I am amenable to Congress passing a law specifically banning ISPs from blocking content, but believe that for everything else, including paid prioritization, we are better off taking a “wait-and-see” approach; after all, we are just as likely to “see” new products and services as we are to see startup foreclosure. And, to be sure, this is an issue than can — and should, if the evidence changes — be visited again.
What is worth far more attention is the state of competition in broadband generally: ISPs have lobbied for limits on public broadband in 25 states, and many local governments make it prohibitively expensive for new ISPs to challenge incumbents (and Title II requirements don’t help either). Increasing competition would not only have the same positive outcomes for customers that T-Mobile demonstrated, but would solve the (mostly theoretical) net neutrality issue at the same time: the greatest check on an ISP is the likelihood of an unsatisfied customer leaving.
I absolutely support regulation of ISPs and the preservation of the neutrality (at least in terms of blocking content), I just think we should stick to ex-post instead of ex-ante until there is compelling evidence of systematic abuse.

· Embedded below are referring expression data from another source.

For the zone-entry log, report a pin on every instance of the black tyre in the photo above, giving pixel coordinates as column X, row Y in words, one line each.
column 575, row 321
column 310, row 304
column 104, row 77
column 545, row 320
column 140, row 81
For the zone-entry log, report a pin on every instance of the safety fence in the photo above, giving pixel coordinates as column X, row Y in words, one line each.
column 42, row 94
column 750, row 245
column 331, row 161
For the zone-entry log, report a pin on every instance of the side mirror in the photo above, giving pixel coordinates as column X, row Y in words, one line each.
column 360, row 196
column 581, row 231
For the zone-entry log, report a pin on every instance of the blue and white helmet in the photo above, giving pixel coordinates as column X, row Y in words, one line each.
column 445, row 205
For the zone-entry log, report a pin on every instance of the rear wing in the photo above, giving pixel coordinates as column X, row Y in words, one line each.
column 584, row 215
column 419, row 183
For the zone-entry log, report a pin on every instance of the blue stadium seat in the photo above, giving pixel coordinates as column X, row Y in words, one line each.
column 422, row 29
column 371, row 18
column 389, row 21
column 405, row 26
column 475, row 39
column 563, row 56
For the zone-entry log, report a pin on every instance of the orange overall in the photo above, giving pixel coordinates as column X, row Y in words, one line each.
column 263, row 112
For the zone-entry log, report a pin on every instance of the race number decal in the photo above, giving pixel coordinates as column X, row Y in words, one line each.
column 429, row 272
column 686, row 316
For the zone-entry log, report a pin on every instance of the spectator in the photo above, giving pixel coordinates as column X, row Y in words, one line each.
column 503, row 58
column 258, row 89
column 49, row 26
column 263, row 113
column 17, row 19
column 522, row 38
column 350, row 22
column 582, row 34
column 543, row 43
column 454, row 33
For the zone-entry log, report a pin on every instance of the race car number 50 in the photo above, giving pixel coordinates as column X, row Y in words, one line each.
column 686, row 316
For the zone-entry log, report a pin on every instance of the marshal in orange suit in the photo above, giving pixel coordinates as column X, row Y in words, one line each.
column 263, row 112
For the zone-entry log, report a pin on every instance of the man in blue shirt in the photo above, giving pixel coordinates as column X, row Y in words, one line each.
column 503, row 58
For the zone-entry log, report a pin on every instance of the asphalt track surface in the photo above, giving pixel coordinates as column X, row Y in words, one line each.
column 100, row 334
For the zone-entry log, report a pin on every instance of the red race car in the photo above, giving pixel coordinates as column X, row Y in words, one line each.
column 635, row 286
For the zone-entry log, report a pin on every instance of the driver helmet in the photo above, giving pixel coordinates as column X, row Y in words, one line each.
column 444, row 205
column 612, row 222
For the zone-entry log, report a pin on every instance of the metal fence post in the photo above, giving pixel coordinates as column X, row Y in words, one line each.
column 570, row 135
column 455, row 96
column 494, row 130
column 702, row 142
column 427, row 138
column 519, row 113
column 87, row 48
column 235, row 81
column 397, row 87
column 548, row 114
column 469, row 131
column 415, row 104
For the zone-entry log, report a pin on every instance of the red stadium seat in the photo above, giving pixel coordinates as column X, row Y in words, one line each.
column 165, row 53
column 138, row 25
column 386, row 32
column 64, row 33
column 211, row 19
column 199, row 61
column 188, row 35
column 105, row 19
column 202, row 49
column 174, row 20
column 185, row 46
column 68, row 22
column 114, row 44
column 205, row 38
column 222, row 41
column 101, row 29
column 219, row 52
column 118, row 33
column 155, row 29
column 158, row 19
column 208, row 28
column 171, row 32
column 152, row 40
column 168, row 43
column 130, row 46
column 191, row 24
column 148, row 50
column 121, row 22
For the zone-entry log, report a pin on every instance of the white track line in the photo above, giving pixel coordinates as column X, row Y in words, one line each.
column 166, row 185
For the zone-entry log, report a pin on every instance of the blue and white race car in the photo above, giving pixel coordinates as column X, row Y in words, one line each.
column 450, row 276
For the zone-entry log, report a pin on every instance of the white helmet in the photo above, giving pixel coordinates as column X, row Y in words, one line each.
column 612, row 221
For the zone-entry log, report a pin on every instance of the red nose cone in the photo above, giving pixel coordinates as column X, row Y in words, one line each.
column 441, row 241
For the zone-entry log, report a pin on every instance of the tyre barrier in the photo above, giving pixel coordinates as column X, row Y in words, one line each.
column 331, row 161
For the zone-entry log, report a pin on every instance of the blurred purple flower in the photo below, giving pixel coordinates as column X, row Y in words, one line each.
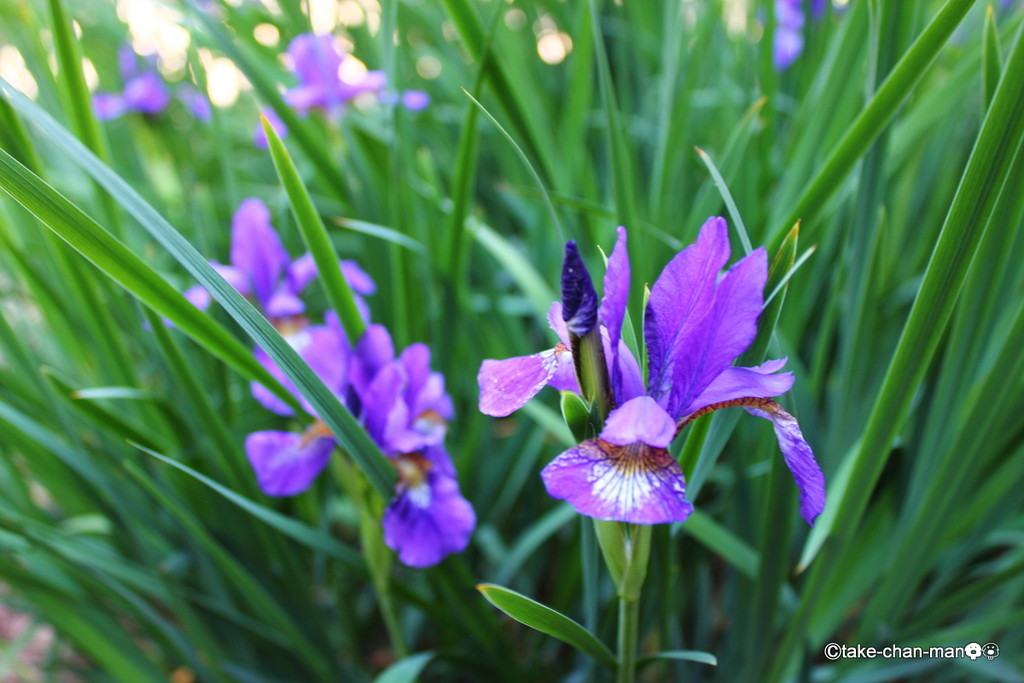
column 316, row 62
column 790, row 22
column 262, row 269
column 259, row 135
column 404, row 409
column 696, row 324
column 144, row 90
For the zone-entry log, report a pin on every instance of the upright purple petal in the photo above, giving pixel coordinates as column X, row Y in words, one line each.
column 616, row 290
column 507, row 385
column 428, row 520
column 799, row 458
column 579, row 297
column 374, row 350
column 640, row 420
column 286, row 464
column 682, row 297
column 727, row 331
column 256, row 249
column 635, row 483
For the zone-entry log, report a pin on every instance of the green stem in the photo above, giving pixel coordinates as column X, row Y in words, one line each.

The question that must be grappled with, though, is whether or not the Internet is “done.” By that I mean that today’s bandwidth is all we all never need, which means we can risk chilling investment through prophylactic regulation and the elimination of price signals that may spur infrastructure build-out … But what if we aren’t done? What if … all kinds of unimagined commercial applications? I certainly hope we will have the bandwidth to support all of that!
Who, though, will build that bandwidth? … And yet, the fact that wired broadband in particular is a natural monopoly remains, raising the question of how you incentivize investment in ever faster broadband?
These tradeoffs are brutally difficult.
What is not at all helpful, though, is framing these trade-offs as moral choices. It is to society’s detriment that this really rather esoteric issue has become so tribalistic in nature: how can we properly evaluate and balance the trade-offs we need to make in issue after issue if everything is cast as good versus evil?